Where the bungalows roam

“A house is a machine for living in,” Le Corbusier once famously wrote, but it is also a significant cog in the machine of our nation’s economy. Housing is big business, and as we all know, business is very good right now. Well, at least in Canada. So far, we have escaped the mortgage default problems that are causing major financial problems in the United States and that have escalated to cause problems in money markets around the globe.

Thankfully, the fundamentals of Canada’s housing market are solid, with little evidence of overbuilding or speculative buying, and a low volume of subprime mortgage lending to risky borrowers.

A look at the numbers supports this. The seasonally adjusted annual rate of housing starts was 278,200 units in September — a 29-year high — up 19.6 per cent from 232,700 units in August (which itself was up from 215,600 units in July), according to Canada Mortgage and Housing Corporation (CMHC). “The rise in September housing starts reflects a strong multiple starts segment,” notes Bob Dugan, Chief Economist at CMHC’s Market Analysis Centre. “In particular, the robust results can be mostly attributed to increased condominium starts, which reflect strong condo sales over the past 12 to 24 months. However he cautions that “despite this sizeable growth, we continue to expect that housing starts will decrease gradually between now and the end of 2008.”

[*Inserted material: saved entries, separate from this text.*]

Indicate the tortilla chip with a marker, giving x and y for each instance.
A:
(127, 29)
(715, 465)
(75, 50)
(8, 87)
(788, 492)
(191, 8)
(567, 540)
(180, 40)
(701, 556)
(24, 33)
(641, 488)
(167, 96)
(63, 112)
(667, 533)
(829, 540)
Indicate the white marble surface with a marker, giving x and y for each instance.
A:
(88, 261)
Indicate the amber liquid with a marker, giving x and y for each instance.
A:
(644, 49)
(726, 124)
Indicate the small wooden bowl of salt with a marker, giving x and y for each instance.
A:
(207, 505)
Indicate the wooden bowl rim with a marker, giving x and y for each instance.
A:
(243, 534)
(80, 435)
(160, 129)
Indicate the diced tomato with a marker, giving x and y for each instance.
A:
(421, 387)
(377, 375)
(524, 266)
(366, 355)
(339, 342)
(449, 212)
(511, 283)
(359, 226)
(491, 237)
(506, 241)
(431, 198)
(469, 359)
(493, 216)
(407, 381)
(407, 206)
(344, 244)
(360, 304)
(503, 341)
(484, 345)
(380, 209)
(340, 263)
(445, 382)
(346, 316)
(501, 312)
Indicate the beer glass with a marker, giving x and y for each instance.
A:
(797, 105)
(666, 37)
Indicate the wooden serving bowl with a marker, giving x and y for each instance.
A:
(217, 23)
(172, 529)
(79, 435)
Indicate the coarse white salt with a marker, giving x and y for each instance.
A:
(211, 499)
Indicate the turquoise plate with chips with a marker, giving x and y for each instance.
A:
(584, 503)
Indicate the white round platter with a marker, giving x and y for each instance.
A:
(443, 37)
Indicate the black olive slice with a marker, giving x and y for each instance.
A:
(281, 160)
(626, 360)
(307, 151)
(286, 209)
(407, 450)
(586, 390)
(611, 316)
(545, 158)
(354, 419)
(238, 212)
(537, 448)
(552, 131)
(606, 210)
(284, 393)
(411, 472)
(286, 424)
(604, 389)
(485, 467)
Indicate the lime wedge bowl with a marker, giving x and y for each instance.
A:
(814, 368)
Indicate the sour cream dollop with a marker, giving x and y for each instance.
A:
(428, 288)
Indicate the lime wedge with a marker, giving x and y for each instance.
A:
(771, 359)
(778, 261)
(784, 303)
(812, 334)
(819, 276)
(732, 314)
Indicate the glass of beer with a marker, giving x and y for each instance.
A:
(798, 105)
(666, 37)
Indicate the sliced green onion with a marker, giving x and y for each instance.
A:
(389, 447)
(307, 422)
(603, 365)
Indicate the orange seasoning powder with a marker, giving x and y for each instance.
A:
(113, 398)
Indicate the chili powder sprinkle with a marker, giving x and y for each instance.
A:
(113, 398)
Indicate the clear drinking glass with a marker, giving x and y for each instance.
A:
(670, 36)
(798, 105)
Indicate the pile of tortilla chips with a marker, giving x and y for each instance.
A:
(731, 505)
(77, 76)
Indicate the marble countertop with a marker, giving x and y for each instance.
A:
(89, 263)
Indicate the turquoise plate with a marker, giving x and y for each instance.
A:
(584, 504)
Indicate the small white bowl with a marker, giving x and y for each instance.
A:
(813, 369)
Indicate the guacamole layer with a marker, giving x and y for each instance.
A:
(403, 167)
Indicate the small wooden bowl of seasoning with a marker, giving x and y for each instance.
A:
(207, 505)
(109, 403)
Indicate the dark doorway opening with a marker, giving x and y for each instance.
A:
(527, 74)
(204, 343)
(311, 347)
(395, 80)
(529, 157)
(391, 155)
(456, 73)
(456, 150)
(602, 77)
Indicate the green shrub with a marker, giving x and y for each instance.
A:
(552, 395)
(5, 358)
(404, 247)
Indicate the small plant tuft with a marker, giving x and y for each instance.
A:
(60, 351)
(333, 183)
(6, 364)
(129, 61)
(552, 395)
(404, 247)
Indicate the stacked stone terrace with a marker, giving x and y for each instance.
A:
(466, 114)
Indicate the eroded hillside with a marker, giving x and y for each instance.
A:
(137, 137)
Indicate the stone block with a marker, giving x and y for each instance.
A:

While everyone is predicting a cooling of the market in the months to come, including high-profile reports from the Bank of Nova Scotia and the Royal Bank released in mid-September, what can’t be argued is that Canada’s home-ownership rate is at its highest level on record, a fact backed by the latest national census data. Figures from the 2006 census, released September 12 by Statistics Canada, show that more than two-thirds — 68.4 per cent — of all Canadian households owned the place they lived in, the highest since this information was first collected in 1961.

As useful as these metrics are in mapping the landscape, we must remember that housing has always been saturated with meaning and value beyond just its simple utilitarian purpose of protecting us from the elements. Whether we see it or not, homes are expressions of fashion, taste, class, and other elusive variables that have an impact on the physical characteristics of the structure but rarely last as long as the structure itself.

Even so, until the past few decades, transitions in the style of homes and types of households were slow and gradual. But in today’s world of instant communication, the way we observe ourselves, other people, and even entire cultures has altered — and been altered by — the homes we live in.

Homes cannot be separated from the activities that occur within, nor from the activities going on around them. Technology, socio-demographics, governmental policy all affect how and where we live, which is why in this issue we look at housing from several perspectives: the ideals of New Urbanism, such as intensification, infill and place-making, are percolating deep into the consciousness of many builders, and reports from Victoria, B.C., Pickering, Ont., and rural Pennsylvania trace the efforts of developers to create communities that are models of this movement; Kelly Rude gauges the importance of good design in the condo market, with an eye to who is putting up some of the most interesting product across the country; and radical technological innovations are the focus of new housing initiatives as part of the CMHC’s EQuilibrium housing competition.

Although the home is not a product of pure design, as Le Corbusier would have wanted it, but a response to factors and forces beyond the control of designers, builders and users, they nevertheless are shaped, and in turn, they shape us, in a never-ending cycle.